Touching movie that plays like a post-card version of your high school history classes
15 October 2003 | by Eric-1226See all my reviews

(Aired over two nights this week on the Canadian station, CBUT, which we get here in Seattle...)

Superbly photographed and exquisitely acted, this movie primarily focuses on England's Prince John, youngest son of George V and Queen Mary who, in his tragically short life, suffered not only from periodic epileptic seizures but was also handicapped by what appeared to be some form of retarded mental development.

The creators of this film were kindly and charitable in not showing the boy's ailments in too negative a light. Enough was shown though to give the viewer to understand that the poor lad had problems - so much so that his immediate family and caretakers felt that he clearly wasn't cut out for royal service. As a result he was whisked away to a sort of royal "nether-world" out in the English countryside, away from public view, where hopefully he would not become an object of curiosity, scorn, ridicule, etc.

Sad though the plight of the boy was, you couldn't help but feel that he and his dysfunctional condition was a metaphor for the plight of the entire royal or aristocratic system which held sway over most all of Europe at the time. The boy's ailments and weaknesses eventually lead to his downfall, and all of this plays out simultaneously with the royal families of Europe (most of whom are shown being connected through marriage or bloodline) attempting to cope – quite ineffectually – with the onslaught of the tragedy of World War One.

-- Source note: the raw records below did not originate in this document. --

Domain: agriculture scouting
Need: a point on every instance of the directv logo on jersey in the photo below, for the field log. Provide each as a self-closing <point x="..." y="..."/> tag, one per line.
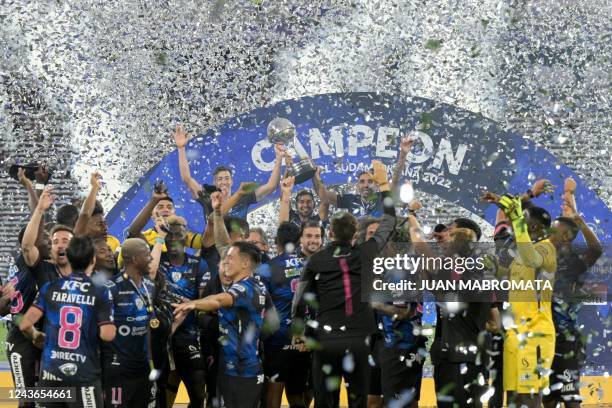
<point x="69" y="369"/>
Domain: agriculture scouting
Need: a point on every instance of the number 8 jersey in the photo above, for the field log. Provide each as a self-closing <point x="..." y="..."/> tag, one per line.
<point x="74" y="308"/>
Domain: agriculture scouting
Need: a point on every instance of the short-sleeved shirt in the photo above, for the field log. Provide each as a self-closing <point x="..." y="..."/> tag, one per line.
<point x="534" y="316"/>
<point x="281" y="277"/>
<point x="294" y="218"/>
<point x="241" y="209"/>
<point x="74" y="308"/>
<point x="128" y="351"/>
<point x="186" y="280"/>
<point x="240" y="327"/>
<point x="193" y="240"/>
<point x="372" y="207"/>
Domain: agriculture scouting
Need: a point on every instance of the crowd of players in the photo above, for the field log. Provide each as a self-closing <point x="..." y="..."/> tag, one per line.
<point x="239" y="319"/>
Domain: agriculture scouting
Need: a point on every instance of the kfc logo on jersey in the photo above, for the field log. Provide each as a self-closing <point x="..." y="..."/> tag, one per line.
<point x="139" y="303"/>
<point x="76" y="285"/>
<point x="69" y="369"/>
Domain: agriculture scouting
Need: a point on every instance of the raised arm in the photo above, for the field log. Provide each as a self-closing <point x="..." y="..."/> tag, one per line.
<point x="514" y="211"/>
<point x="405" y="146"/>
<point x="274" y="179"/>
<point x="221" y="235"/>
<point x="28" y="243"/>
<point x="244" y="189"/>
<point x="88" y="205"/>
<point x="144" y="215"/>
<point x="161" y="227"/>
<point x="181" y="138"/>
<point x="387" y="222"/>
<point x="319" y="187"/>
<point x="286" y="187"/>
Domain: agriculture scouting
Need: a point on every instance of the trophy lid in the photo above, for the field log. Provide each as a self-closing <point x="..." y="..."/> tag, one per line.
<point x="281" y="130"/>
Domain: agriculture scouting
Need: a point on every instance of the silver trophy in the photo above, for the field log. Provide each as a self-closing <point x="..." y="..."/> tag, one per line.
<point x="281" y="130"/>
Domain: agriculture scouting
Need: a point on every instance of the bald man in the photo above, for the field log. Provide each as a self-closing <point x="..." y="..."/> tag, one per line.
<point x="126" y="359"/>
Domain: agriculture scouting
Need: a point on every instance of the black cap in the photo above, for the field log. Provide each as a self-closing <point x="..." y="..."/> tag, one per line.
<point x="440" y="228"/>
<point x="469" y="224"/>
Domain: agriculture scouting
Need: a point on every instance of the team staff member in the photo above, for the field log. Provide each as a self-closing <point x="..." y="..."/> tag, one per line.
<point x="285" y="366"/>
<point x="527" y="360"/>
<point x="126" y="359"/>
<point x="58" y="266"/>
<point x="241" y="319"/>
<point x="77" y="313"/>
<point x="335" y="276"/>
<point x="185" y="275"/>
<point x="223" y="181"/>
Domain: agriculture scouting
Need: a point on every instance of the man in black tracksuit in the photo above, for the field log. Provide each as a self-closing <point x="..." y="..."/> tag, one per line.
<point x="335" y="276"/>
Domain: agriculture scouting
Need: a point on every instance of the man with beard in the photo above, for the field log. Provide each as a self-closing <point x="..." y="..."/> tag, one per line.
<point x="572" y="265"/>
<point x="223" y="181"/>
<point x="126" y="359"/>
<point x="242" y="309"/>
<point x="106" y="267"/>
<point x="304" y="204"/>
<point x="335" y="276"/>
<point x="91" y="220"/>
<point x="23" y="356"/>
<point x="77" y="315"/>
<point x="185" y="275"/>
<point x="285" y="365"/>
<point x="368" y="201"/>
<point x="44" y="271"/>
<point x="160" y="205"/>
<point x="311" y="238"/>
<point x="457" y="351"/>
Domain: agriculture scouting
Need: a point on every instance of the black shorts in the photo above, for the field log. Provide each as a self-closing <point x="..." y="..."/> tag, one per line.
<point x="288" y="366"/>
<point x="23" y="359"/>
<point x="375" y="384"/>
<point x="187" y="355"/>
<point x="402" y="372"/>
<point x="459" y="384"/>
<point x="87" y="395"/>
<point x="240" y="392"/>
<point x="565" y="377"/>
<point x="124" y="389"/>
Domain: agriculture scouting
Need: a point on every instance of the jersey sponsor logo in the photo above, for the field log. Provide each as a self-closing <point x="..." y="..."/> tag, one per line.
<point x="63" y="355"/>
<point x="293" y="262"/>
<point x="73" y="298"/>
<point x="88" y="397"/>
<point x="68" y="369"/>
<point x="15" y="361"/>
<point x="74" y="285"/>
<point x="48" y="376"/>
<point x="291" y="273"/>
<point x="139" y="303"/>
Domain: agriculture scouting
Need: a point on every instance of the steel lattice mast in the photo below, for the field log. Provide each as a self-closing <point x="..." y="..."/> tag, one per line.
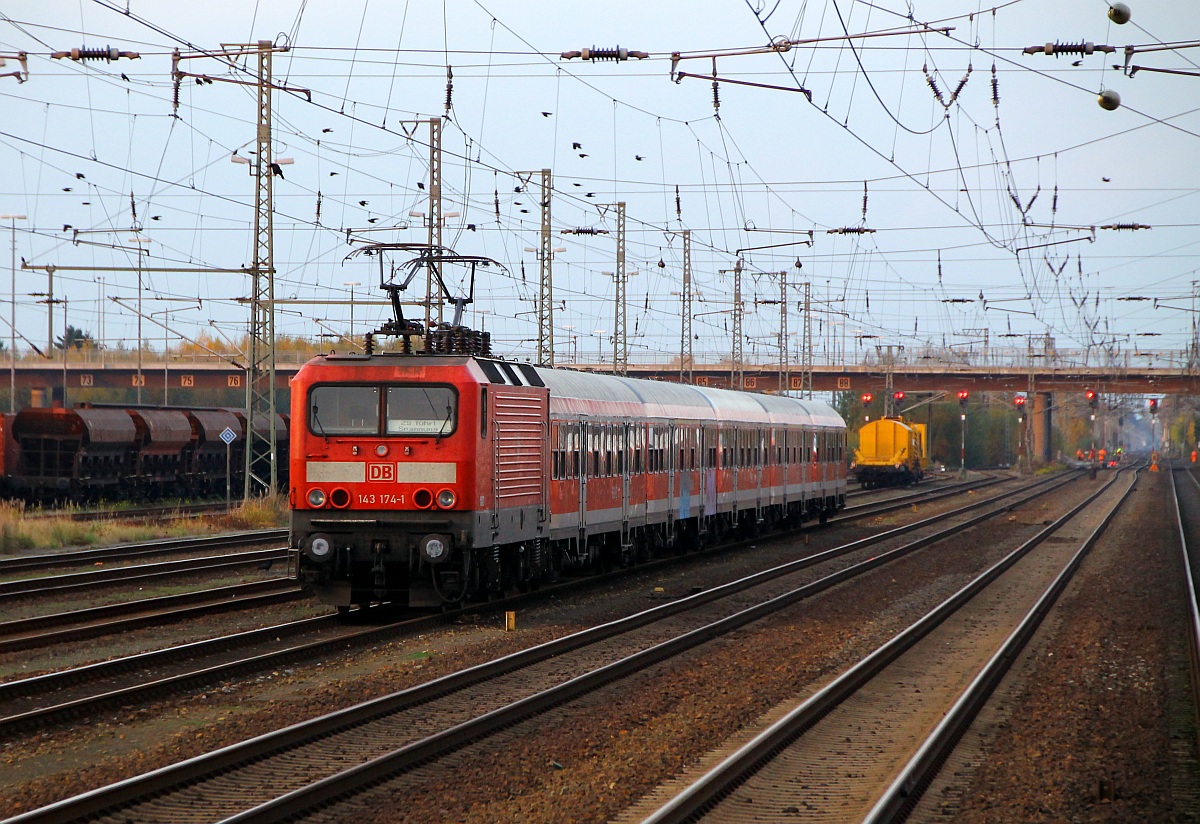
<point x="545" y="280"/>
<point x="685" y="356"/>
<point x="262" y="473"/>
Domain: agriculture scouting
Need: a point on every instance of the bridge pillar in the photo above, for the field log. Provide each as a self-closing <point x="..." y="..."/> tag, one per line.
<point x="1043" y="426"/>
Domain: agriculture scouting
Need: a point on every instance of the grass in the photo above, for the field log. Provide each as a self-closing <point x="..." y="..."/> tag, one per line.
<point x="22" y="534"/>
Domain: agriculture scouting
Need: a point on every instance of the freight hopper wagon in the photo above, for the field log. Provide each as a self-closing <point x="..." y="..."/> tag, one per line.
<point x="891" y="451"/>
<point x="427" y="479"/>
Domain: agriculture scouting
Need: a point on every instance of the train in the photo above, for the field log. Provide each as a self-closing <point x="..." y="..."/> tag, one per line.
<point x="99" y="452"/>
<point x="891" y="451"/>
<point x="426" y="479"/>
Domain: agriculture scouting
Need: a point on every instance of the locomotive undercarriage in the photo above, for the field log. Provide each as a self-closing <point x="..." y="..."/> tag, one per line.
<point x="429" y="561"/>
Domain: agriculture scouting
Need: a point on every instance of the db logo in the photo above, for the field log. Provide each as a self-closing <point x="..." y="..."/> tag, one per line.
<point x="383" y="473"/>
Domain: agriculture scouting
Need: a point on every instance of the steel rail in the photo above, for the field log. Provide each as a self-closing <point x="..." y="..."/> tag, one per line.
<point x="133" y="551"/>
<point x="723" y="779"/>
<point x="28" y="587"/>
<point x="45" y="630"/>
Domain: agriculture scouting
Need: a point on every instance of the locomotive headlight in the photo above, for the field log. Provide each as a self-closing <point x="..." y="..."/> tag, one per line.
<point x="319" y="548"/>
<point x="436" y="548"/>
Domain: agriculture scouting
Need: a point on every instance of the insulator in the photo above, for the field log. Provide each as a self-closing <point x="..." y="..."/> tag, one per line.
<point x="616" y="54"/>
<point x="107" y="53"/>
<point x="933" y="84"/>
<point x="963" y="83"/>
<point x="1081" y="48"/>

The film includes several scenes of interaction between the British royal family and the Russian royal family (the Czar and Czarina and their wonderful kids). They are closely related, which makes their death (or shall we say murder, at the hands of the Bolsheviks, which is graphically depicted) all the more chilling, tragic and thought provoking.

There is so much to contemplate in this movie that I'd rather not sit here and prattle on about it, but instead would rather simply recommend that people go rent a copy and just watch it. It may not be for everyone, as it is a bit long and covers many facets of early 20th century history that will glide right over your head if you weren't paying attention in history class. But even if you ignore entirely the historical aspects of the movie, it is nonetheless a very touching picture: sad, compelling, and ultimately life-affirming, with wonderful performances and beautifully photographed images that will stick in your mind for a long time to come.